1)            Open "Create new buffer" dialog and press "OK" button. A new buffer will be created with default parameters;
2)           Type the byte sequence or paste it into the buffer;
3)           Select the byte sequence and click the "Find" button on the Memory Juggler toolbar. In the opened dialog's tab specify where you want to find the byte sequence;
4)           Press the "Execute"button and the search process will start;

How do I open and edit a disk file?

The simplest way to open a file for editing is drag-and-drop it from the Windows Explorer to the Memory Juggler window. Another way is to open the file through the “Create new buffer” dialog box. Open this dialog box and check "Link to disk file", specify the full path to the desired file. By default, theMemory Juggler creates a write-protected buffer, so if you need to edit the file, clear the "Create write protected buffer" check box at the bottom of the dialog box. Click "OK", the Data Editor will open, and a new item will be added to the buffer list.

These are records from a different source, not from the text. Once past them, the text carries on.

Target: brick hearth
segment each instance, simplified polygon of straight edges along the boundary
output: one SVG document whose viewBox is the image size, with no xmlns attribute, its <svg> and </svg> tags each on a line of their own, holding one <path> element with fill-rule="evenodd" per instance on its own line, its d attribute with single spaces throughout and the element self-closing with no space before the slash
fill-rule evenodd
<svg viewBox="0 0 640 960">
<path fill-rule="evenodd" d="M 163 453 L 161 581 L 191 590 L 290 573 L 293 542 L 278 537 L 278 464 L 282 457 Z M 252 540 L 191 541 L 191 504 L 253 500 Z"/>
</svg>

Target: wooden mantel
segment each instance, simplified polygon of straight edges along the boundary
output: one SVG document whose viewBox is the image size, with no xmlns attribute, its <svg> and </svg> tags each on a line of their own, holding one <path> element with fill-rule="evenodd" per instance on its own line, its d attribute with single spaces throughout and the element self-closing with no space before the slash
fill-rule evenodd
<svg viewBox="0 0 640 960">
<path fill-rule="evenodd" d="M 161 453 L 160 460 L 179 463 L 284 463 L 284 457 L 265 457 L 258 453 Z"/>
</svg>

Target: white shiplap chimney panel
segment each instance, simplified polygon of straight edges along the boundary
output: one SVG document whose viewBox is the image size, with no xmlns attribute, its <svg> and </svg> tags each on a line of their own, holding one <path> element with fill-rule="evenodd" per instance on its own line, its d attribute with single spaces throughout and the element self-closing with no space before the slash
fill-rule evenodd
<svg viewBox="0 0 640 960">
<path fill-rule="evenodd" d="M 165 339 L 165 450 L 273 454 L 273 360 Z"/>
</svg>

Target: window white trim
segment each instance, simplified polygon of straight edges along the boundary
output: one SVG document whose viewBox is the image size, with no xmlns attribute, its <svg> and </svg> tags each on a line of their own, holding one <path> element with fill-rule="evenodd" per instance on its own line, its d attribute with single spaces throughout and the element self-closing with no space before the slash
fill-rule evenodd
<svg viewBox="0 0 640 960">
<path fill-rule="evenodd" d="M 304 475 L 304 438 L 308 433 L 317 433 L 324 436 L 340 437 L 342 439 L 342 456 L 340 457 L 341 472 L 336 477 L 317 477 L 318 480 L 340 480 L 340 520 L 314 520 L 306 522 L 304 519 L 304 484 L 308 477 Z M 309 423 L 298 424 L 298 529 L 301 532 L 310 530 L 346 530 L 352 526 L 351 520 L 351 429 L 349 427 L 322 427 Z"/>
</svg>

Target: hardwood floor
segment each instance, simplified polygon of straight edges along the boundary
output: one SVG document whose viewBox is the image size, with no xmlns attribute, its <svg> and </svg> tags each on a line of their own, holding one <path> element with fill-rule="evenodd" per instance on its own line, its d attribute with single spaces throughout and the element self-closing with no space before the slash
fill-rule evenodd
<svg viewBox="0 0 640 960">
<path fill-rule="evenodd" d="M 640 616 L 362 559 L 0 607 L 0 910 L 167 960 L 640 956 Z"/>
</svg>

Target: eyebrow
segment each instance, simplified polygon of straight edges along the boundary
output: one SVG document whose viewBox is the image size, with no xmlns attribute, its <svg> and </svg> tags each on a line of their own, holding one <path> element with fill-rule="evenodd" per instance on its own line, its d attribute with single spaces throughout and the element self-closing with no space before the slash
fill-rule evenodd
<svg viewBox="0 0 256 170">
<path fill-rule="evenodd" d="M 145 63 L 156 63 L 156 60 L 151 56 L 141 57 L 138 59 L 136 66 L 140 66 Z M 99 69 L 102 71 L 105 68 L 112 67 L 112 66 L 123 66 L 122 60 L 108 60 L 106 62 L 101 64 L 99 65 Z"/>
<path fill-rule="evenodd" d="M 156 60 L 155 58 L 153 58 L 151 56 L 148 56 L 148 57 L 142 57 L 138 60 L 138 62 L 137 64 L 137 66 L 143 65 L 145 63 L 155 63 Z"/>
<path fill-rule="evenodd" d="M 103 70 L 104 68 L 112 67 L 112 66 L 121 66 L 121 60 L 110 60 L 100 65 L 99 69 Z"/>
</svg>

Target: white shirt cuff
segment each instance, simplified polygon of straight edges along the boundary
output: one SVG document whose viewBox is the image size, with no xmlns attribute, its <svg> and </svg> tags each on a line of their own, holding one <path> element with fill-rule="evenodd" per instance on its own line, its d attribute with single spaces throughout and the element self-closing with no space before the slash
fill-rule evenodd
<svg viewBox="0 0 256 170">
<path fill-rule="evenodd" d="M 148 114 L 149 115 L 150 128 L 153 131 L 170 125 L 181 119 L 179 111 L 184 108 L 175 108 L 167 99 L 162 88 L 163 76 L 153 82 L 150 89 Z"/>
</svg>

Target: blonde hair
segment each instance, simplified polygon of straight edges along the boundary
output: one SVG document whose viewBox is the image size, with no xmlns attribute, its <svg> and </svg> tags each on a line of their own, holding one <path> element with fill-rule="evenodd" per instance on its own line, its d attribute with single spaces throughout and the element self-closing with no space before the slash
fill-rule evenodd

Does the SCMB extension process CD/DVD drives?

Not independently, since an optical drive is considered to be an external data source, but generally it can if you load another extension that is a data source provider for the optical data source, for example, the OPTFS extension. This extension is a data source provider for the floppy drive and CD/DVD data source. The SCEXDRV extension comes with the source code so you will be able to see how it works. SCFS is a similar extension but it is intended to work with hard drives.

What is the function of the PHYSM command?

If you want the operating system to put rarely used memory pages into a page file  in order to free up the physical memory, the PHYSM command can help you do that. The purpose of the PHYSM command is to release as much as possible physical memory on your PC. It can take some time and a number of iterations to complete the process.

Sometimes when I try to change memory cells in the Data Editor it rejects my changes. Why?

This is because the memory page you are trying to work with is write-protected. For example, when you assign virtual memory of a dynamic link library (usually, DLLs are memory-mapped sections with copy-on-write protection) you cannot change its memory cells until you disable the protection. The Memory Juggler v 1.0 cannot disable write protection of a specified page, but you can write a small extension to fix that. You would just need to open the appropriate process and call the VitrualProtectEx API function for the desired virtual memory area. Moreover, in the Windows Vista you can have a situation when you cannot change cells in a file or the access descriptor linked to some area of the hard drive. That is because you are working under the User Account Control (UAC) and do not have appropriate rights to modify certain objects (e.g., system files). In such a case, you would need to change access rights to the necessary object for the user account under which you are logged in.

Why is that when a new buffer is created its start address is shown as zero?

The start address of a newly allocated memory buffer is displayed in accordance with the visual display mode. There are two available modes: 0-based and the real buffer address. The default mode is 0-based but you can change it in the Buffer Properties dialog. (Since Srvice Pack 1 the Memory Juggler reflects a real buffer address for virtual memory buffers by default)

Can I create two or more buffers representing the same virtual address in the same context?

Yes, of course. It may be pre-allocated memory or you can create a new buffer in the Memory Juggler an then assign every newly created  buffer to its virtual address.

What is the maximum size of the buffer I can allocate in the Memory Juggler?

It depends on the available common virtual memory in your system. Usually, the maximum size of the buffer is equal to the size of RAM that OS can allocate for the process on your PC, but this is not a rule.  If you are assigning a buffer to the virtual memory space, the size you will have is equal to the difference between the start address and the end address of your buffer. If you link the buffer to a disk file there will be limitations on 8 Exabyte (8 EB). The same applies to the access descriptors.